My ex and I were together for 22 months before breaking up. It sounds like a lot of people on here are under the assumption that this guy is going to put his baby first above the new gf and can she handle that, but why would you stay with a guy who was putting you first above his child??? But the principle remains the same. So, what I have done is compiled a list of the best guides I have written on Ex Boyfriend Recovery for building attraction. We were living together for 8 months. Noone has ever made me feel so special and I know I deserve it. If not for yourself, then think about the child involved. He finally chose to move away for work and to start over fresh.
Why was she hiding this? I doubt a woman her age is making this up. It was a very high stress situation and I guess that I was the one to break up with him. My heart goes out to other women like me who face some very lonely stressful hours facing the truth of a dangerous situation that ultimately isnt fair for you. He is there not only for his daughter but also the mother because; like he says, helping the mother makes life better for his daughter. Most of us take that risk. I think that I just want to have some sort of civil but open relationship with him for the sake of our child that will be here in just over 4 months.

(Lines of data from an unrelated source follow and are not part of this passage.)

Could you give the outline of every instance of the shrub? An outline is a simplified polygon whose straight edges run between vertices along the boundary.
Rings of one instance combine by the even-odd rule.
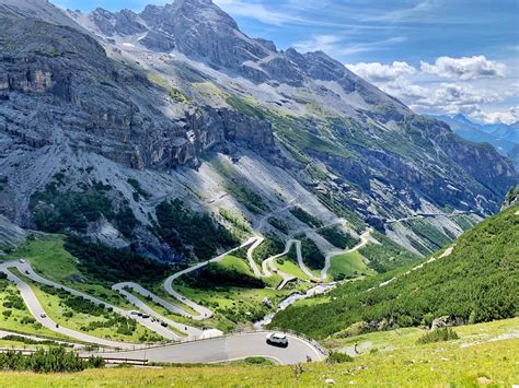
[[[36,373],[80,372],[88,367],[103,367],[104,360],[91,357],[81,360],[79,355],[65,348],[37,350],[31,355],[8,351],[0,354],[0,368],[4,371],[31,371]]]
[[[460,337],[458,333],[452,330],[451,328],[439,328],[420,337],[416,343],[432,343],[432,342],[443,342],[443,341],[452,341],[458,340]]]
[[[350,363],[353,361],[354,361],[354,357],[351,357],[350,355],[345,354],[345,353],[338,353],[338,352],[332,352],[326,358],[326,362],[328,364],[343,364],[343,363]]]

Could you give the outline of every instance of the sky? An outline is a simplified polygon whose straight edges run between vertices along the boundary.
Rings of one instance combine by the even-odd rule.
[[[136,12],[164,0],[54,0]],[[517,0],[214,0],[252,37],[323,50],[422,114],[519,120]]]

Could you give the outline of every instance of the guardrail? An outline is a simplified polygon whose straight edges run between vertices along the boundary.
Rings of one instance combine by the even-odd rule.
[[[15,349],[15,348],[0,348],[1,353],[8,352],[16,352],[21,353],[22,355],[31,355],[34,354],[36,351],[34,349]],[[81,360],[89,360],[91,356],[89,355],[79,355]],[[105,361],[106,364],[129,364],[129,365],[147,365],[147,358],[128,358],[128,357],[103,357],[100,355],[101,358]]]
[[[161,349],[161,348],[175,346],[175,345],[180,346],[180,345],[187,344],[187,343],[210,341],[210,340],[216,340],[216,339],[219,339],[219,338],[227,338],[227,337],[239,336],[239,334],[250,334],[250,333],[261,333],[261,332],[268,333],[268,332],[273,332],[273,331],[285,332],[287,334],[291,334],[293,337],[297,337],[297,338],[299,338],[303,341],[309,342],[322,355],[324,355],[324,356],[327,355],[326,349],[324,346],[322,346],[318,341],[315,341],[311,338],[308,338],[304,334],[295,332],[292,330],[284,330],[284,329],[279,329],[279,328],[273,328],[272,330],[234,330],[234,331],[230,331],[230,332],[228,332],[223,336],[215,336],[215,337],[207,337],[207,338],[191,337],[188,339],[183,339],[183,340],[180,340],[180,341],[171,341],[171,342],[168,342],[168,343],[153,343],[153,344],[149,344],[149,345],[136,345],[134,349],[124,349],[124,350],[113,349],[113,348],[100,348],[97,351],[93,351],[91,353],[103,354],[103,353],[125,353],[125,352],[132,352],[132,351],[136,351],[136,350],[145,351],[145,350]]]

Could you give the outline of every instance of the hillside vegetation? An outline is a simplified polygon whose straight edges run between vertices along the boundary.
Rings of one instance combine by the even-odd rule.
[[[430,325],[440,316],[482,322],[519,311],[519,205],[489,217],[461,236],[450,256],[401,274],[393,273],[339,286],[331,302],[292,306],[273,327],[326,338],[354,324],[366,330]],[[436,254],[436,257],[439,252]]]
[[[509,336],[517,325],[518,320],[511,319],[461,327],[457,328],[459,340],[428,344],[417,343],[423,336],[418,329],[372,333],[349,342],[372,343],[371,349],[338,364],[311,363],[298,368],[250,358],[222,365],[103,368],[74,374],[2,372],[0,386],[323,387],[331,378],[338,387],[511,387],[519,380],[519,340],[495,339]]]

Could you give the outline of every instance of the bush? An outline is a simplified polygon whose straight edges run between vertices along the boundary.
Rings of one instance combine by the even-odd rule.
[[[80,372],[89,367],[103,367],[104,360],[91,357],[81,360],[79,355],[65,348],[51,348],[48,351],[37,350],[31,355],[8,351],[0,354],[0,369],[31,371],[36,373]]]
[[[459,338],[460,337],[458,336],[458,333],[451,328],[439,328],[424,334],[416,341],[416,343],[424,344],[432,342],[452,341],[458,340]]]
[[[273,365],[273,362],[265,357],[246,357],[245,364],[250,365]]]

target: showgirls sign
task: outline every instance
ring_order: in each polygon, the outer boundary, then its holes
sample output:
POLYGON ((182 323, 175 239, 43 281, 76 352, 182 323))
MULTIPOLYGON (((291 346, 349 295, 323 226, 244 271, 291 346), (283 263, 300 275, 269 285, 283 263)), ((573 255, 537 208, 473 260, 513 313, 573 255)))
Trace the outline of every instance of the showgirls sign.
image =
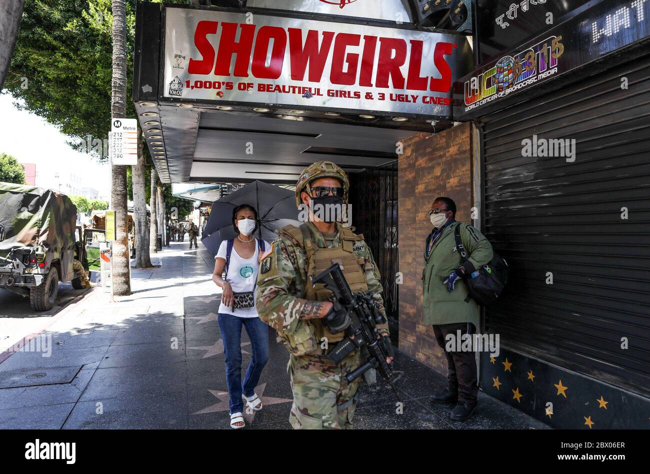
POLYGON ((460 34, 214 10, 166 8, 164 47, 165 97, 224 105, 448 117, 471 67, 460 34))

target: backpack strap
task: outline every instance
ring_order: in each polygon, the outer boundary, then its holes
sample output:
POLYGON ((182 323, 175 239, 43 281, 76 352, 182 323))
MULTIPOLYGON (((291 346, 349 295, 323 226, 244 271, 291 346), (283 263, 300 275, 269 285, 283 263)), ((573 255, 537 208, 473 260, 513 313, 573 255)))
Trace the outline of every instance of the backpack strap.
MULTIPOLYGON (((465 246, 463 244, 463 239, 460 237, 460 226, 462 224, 459 224, 454 229, 454 237, 456 238, 456 250, 460 255, 460 263, 461 264, 465 263, 467 261, 467 251, 465 248, 465 246)), ((471 276, 469 277, 471 278, 471 276)), ((467 294, 467 296, 465 297, 465 302, 469 303, 469 300, 472 299, 472 297, 467 294)))
POLYGON ((228 239, 228 243, 226 248, 226 275, 228 275, 228 267, 230 266, 230 254, 233 253, 233 246, 235 245, 235 239, 228 239))
POLYGON ((465 246, 463 244, 463 239, 460 237, 460 226, 462 224, 459 224, 454 229, 454 237, 456 238, 456 250, 460 255, 460 263, 465 263, 467 261, 467 251, 465 248, 465 246))

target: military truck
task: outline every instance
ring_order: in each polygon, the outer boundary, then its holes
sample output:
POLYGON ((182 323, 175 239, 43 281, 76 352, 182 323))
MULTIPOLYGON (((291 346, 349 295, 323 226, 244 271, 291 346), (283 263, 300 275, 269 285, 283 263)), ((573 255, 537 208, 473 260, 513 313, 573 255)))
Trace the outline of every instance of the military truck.
POLYGON ((0 182, 0 287, 29 297, 34 311, 52 308, 59 282, 83 287, 88 265, 76 222, 65 194, 0 182))

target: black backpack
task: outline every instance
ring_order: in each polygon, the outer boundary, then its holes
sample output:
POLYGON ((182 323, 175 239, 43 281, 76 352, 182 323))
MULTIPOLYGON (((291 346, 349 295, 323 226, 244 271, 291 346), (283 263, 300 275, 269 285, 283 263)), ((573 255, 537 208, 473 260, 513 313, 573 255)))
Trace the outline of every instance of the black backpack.
MULTIPOLYGON (((460 224, 456 226, 454 236, 456 237, 456 249, 460 254, 461 263, 465 263, 469 256, 465 252, 463 240, 460 238, 460 224)), ((486 306, 492 304, 499 298, 503 287, 508 283, 508 275, 510 273, 508 263, 495 252, 489 263, 477 269, 476 272, 468 275, 465 280, 469 290, 467 300, 471 297, 478 304, 486 306), (478 274, 472 278, 472 275, 476 272, 478 274)))

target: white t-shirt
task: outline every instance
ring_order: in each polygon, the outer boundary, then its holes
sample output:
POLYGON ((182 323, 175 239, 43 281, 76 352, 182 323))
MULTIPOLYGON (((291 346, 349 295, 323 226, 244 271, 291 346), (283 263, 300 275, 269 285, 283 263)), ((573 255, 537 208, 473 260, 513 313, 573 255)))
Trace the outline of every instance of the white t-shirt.
MULTIPOLYGON (((265 249, 268 249, 270 244, 265 241, 264 244, 265 249)), ((219 251, 216 253, 214 259, 222 258, 225 260, 228 250, 228 241, 224 241, 221 243, 219 251)), ((240 257, 237 251, 235 250, 235 247, 233 247, 232 252, 230 253, 230 265, 228 268, 228 274, 226 277, 226 281, 230 283, 233 293, 239 293, 253 291, 255 282, 257 280, 257 269, 259 268, 259 244, 255 245, 255 253, 253 254, 253 256, 247 259, 240 257)), ((255 289, 257 290, 257 288, 255 289)), ((233 310, 232 308, 229 308, 223 303, 219 305, 219 312, 242 318, 254 318, 258 316, 257 309, 255 306, 233 310)))

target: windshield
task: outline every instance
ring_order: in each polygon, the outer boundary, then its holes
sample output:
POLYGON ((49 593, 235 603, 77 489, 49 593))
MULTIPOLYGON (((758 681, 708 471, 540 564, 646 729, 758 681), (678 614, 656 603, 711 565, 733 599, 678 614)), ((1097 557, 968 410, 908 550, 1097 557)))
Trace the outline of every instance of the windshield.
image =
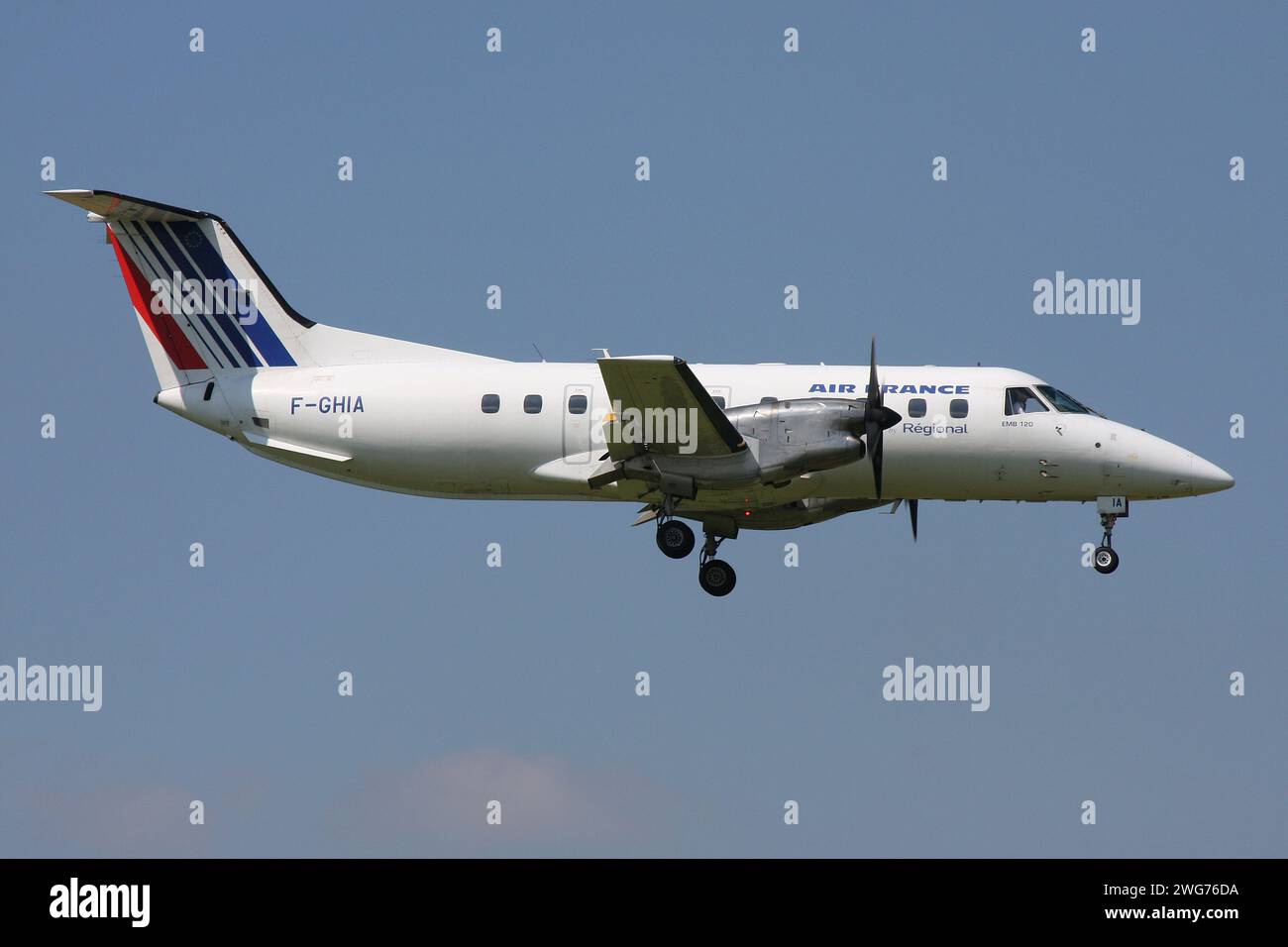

And if he meets her criteria and he is still available after a longer period of time,they can try dating again. This site complies with the for trustworthy health information:. Of course, pregnancy seems to do that to women too. I am changing my answer because two questions were merged and my original answer said something about abuse and this question is not saying anything about abuse which changes my answer completely. She decided she wanted to have the baby so he attended prenatal classes, bought all the baby supplies like crib, diapers etc. Or just wing it and see if he shows up? After some months had passed she brought the baby here to visit with her family. I really really like my boyfriend, I may even love him.
The tug or pull of an ex can be strong. This Internet site provides information of a general nature and is designed for educational purposes only. And I was on birth control. All first time parents are novices when it comes to raising a child. His haggard face after being badgered by her confused and pained me.
I have been single for 2 years, so I am standoffish. I am very young, I'll barely be 18 by the time I have my baby. We were still very early stages of dating but getting serious. We started to argue and in the argument I let him know I was keeping the baby. I was hurt and upset that I got pregnant on birth control never missed a pill.
They broke up for a reason. Dating someone for two months is not a long time at all and it sounds like she jumped into a relationship with this guy. And you said you're pretty calm about it which is good. He's very unstable and has changed what he thinks we should do pretty much daily from abortion to keeping the baby. It might take him a day or two to really truly process what happened. We are very open and honest with eachother he is a genuine guy and loyal. Gone are the nights where they can stay out all night and get drunk with their friends.
He took my virginity when i was 15 and we grew apart. Finally i just knew it was going to break me. He always said that he loved me and wanted to be with me he just needed the time to be right to break it to his family. I worried more then him I suspect. Odds are if they wreere in a relationship long, they may get back together despite what they want right now.
At the same time, I am scared of having my first child as a single woman. I'm so lost but very early in the pregnancy so I have a lot of time to decide, but it's all I can think of all day and night. For the longest time he was used to her begging, used to her trying to reason with him and then all of a sudden it all stopped. I totally get that and I promise you that I am going to impart as much wisdom as I possibly can on you to make sure you can achieve that goal. Is it because I decided to keep the baby?! This also pained me, to think a pregnant women was feeling extra vulnerable knowing her prospective partner was dating while she was pregnant. My point is that you should just move on.